Phylogenetic analyses showed that the strain 12IH26, 14-I-605-C1, and 14-I-605-C2 are closely related to recent Chinese and South Korean strains, but distantly related to Japanese strains of the 1970s and 1980s. Interestingly, the GETV strain Kochi/01/2005 (derived from a swine serum sample collected in Kochi, Japan in 2005; Tajima et al. 2014) was more closely related to the Mongolian strain than the Chinese strains, South Korean strains, or other Japanese strains. These observations raise the possibility that the recent GETV strains were brought into Japan from overseas at least two times in the past few decades. This may be due to the long-distance migratory property of the vector mosquito Cx. tritaeniorhynchus (Asahina and Noguchi 1968, Ming et al. 1993, Tsuda and Kim 2008). In this regard, molecular epidemiologic studies of JEV have suggested that some JEV strains are imported within Cx. tritaeniorhynchus mosquitoes coming from mainland China to the Japanese archipelago on the west wind (Nabeshima et al. 2009, Sawabe 2014). Therefore, as is the case for JEV, Cx. tritaeniorhynchus mosquitoes infected with GETV might come flying to Japan from mainland China.
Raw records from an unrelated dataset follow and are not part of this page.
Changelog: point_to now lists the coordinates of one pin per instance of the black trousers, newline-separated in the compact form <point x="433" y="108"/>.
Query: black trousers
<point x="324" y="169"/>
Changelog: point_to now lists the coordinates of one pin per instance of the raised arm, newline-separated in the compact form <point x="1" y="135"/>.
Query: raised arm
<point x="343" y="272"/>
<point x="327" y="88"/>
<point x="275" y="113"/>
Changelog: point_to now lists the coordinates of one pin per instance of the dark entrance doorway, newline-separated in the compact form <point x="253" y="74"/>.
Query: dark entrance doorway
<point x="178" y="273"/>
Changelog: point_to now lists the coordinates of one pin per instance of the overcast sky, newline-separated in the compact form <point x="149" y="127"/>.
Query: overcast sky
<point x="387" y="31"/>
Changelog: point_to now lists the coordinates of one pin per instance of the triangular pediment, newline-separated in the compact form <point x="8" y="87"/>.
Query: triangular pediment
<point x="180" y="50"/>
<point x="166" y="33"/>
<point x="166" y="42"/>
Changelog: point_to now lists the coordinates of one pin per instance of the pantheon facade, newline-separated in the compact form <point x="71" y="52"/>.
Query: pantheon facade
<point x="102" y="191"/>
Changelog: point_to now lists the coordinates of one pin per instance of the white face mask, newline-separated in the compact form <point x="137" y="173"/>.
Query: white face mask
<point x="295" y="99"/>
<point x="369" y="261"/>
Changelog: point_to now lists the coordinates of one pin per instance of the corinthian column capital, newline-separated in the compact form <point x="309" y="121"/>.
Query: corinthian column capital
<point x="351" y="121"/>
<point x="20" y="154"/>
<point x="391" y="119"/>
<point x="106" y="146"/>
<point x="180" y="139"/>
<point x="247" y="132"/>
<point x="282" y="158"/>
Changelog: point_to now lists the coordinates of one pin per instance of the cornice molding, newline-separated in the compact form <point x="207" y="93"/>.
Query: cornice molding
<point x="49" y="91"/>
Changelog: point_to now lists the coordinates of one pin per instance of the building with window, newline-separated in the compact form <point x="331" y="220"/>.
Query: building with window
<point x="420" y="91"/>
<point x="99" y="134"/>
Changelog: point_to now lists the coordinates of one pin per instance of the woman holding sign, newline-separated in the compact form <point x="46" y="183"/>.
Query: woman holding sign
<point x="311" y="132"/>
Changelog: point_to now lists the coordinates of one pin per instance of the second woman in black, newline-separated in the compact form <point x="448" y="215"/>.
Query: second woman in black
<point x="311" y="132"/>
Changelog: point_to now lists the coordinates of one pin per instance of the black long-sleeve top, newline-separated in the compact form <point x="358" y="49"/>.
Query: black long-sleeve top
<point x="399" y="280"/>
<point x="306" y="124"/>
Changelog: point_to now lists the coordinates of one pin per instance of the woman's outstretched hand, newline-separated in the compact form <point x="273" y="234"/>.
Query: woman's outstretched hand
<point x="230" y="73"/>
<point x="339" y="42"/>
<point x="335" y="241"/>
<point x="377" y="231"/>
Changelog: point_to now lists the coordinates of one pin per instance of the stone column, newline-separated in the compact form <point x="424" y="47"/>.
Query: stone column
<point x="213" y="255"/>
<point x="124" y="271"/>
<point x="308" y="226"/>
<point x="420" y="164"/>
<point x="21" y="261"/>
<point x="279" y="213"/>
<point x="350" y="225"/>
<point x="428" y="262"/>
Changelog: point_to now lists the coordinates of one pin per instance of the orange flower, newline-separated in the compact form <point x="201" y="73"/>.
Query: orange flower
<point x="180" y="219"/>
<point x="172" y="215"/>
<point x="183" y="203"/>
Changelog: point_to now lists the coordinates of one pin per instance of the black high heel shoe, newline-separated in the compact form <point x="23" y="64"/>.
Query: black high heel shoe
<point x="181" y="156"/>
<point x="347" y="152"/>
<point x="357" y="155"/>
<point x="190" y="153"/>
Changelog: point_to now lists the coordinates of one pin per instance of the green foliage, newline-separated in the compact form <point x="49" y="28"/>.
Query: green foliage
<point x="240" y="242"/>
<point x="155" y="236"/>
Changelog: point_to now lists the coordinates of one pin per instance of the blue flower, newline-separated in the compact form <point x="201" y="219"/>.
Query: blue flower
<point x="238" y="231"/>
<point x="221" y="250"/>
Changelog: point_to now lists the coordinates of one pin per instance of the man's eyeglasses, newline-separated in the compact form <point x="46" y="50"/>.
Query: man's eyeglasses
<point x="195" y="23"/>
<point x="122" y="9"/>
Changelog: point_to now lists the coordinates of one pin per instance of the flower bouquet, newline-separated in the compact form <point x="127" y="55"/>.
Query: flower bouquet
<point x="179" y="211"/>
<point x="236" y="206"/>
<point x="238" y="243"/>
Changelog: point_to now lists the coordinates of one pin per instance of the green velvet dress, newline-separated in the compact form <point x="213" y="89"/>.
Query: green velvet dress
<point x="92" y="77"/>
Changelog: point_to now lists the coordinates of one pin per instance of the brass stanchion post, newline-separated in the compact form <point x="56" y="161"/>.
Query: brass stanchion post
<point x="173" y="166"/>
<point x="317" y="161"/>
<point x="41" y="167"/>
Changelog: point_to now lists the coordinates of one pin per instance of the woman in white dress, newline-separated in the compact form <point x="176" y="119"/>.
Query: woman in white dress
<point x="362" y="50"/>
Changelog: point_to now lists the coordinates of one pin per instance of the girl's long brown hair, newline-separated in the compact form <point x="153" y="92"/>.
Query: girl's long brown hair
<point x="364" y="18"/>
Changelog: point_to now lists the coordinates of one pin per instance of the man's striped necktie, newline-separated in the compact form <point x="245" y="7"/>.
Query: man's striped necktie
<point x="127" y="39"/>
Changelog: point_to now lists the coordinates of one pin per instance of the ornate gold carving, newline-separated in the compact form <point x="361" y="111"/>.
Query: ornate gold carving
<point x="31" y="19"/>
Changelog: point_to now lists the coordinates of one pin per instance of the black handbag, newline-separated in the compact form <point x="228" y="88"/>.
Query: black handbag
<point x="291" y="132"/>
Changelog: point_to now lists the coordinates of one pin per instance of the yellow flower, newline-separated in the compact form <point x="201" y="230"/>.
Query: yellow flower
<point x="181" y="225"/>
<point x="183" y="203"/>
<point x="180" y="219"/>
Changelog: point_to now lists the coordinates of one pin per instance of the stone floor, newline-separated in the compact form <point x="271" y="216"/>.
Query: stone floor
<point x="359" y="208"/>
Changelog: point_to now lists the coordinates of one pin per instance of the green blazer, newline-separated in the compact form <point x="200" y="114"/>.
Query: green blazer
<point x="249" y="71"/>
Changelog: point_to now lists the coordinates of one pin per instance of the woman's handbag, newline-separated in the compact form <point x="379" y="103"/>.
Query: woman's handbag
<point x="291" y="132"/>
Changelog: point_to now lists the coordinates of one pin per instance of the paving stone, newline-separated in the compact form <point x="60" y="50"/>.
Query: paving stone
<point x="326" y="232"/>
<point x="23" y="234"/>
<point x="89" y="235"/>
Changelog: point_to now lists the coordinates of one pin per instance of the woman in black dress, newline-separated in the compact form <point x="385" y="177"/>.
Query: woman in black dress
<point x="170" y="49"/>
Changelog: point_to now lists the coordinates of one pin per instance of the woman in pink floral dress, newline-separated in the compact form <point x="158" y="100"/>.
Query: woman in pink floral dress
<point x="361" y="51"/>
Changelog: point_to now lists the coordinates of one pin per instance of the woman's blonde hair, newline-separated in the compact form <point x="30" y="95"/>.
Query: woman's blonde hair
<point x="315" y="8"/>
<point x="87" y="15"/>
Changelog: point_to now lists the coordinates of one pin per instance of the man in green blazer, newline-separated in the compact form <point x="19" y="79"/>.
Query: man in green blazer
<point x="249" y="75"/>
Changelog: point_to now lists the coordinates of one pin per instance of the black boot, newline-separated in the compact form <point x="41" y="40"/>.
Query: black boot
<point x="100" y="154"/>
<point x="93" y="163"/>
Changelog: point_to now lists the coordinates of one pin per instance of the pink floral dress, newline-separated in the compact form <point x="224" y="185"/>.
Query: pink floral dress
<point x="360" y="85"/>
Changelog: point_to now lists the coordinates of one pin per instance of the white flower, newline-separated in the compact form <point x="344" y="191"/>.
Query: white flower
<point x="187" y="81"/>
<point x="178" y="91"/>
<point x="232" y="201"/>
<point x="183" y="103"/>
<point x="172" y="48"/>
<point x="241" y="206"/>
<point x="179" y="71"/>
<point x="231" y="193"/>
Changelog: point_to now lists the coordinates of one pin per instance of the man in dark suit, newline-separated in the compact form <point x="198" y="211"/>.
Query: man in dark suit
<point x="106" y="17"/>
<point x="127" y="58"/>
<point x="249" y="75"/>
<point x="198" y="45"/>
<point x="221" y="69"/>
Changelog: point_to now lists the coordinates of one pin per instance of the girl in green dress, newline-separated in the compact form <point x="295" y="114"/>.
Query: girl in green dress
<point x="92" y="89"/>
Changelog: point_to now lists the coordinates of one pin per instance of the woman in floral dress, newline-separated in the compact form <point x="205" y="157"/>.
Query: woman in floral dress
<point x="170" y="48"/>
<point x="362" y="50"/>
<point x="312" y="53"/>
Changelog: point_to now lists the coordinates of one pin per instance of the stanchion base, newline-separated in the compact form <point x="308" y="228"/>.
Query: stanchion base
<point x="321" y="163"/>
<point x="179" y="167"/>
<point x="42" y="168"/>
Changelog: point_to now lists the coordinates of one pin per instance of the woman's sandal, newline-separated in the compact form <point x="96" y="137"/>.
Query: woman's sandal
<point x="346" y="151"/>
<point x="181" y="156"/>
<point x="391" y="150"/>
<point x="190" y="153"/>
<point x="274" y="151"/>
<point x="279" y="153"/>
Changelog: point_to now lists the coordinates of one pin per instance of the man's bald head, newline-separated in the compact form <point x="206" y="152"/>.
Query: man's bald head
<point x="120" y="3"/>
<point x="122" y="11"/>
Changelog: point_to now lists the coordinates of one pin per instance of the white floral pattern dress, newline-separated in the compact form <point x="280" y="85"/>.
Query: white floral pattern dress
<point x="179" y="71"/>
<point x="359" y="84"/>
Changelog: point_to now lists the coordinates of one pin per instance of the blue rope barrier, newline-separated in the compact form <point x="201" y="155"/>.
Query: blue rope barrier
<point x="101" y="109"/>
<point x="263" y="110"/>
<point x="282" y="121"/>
Some migratory birds go back and forth between Japan and the Korean Peninsula, northeastern China, Mongolia, or Far East Russia. Sometimes they transport avian influenza viruses (genus Influenza virus A, family Orthomyxoviridae) to Japan (Sakoda et al. 2012). As mentioned above, phylogenetic analyses showed that the GETV strain Kochi/01/2005 is closely related to the Mongolian strain, suggesting that this strain might be transported into Japan by migratory birds. Scherer et al. (1962) reported that black-crowned night herons (Nycticorax nycticorax, a migratory bird species) in heronries near Tokyo had neutralizing antibodies to SAGV, a strain of GETV originally isolated from Cx. tritaeniorhynchus mosquitoes in the same sites. In addition, in another study, antibodies against GETV were detected in sera from birds (Doherty et al. 1966), suggesting potential vertebrate hosts of GETV. Thus, GETV might also be brought into Japan by infected migratory birds; however, no studies to date have assessed the GETV infection status of the migratory birds. Future seroepidemiologic study of wild birds might help to understand the long-distance spread and persistence of GETV.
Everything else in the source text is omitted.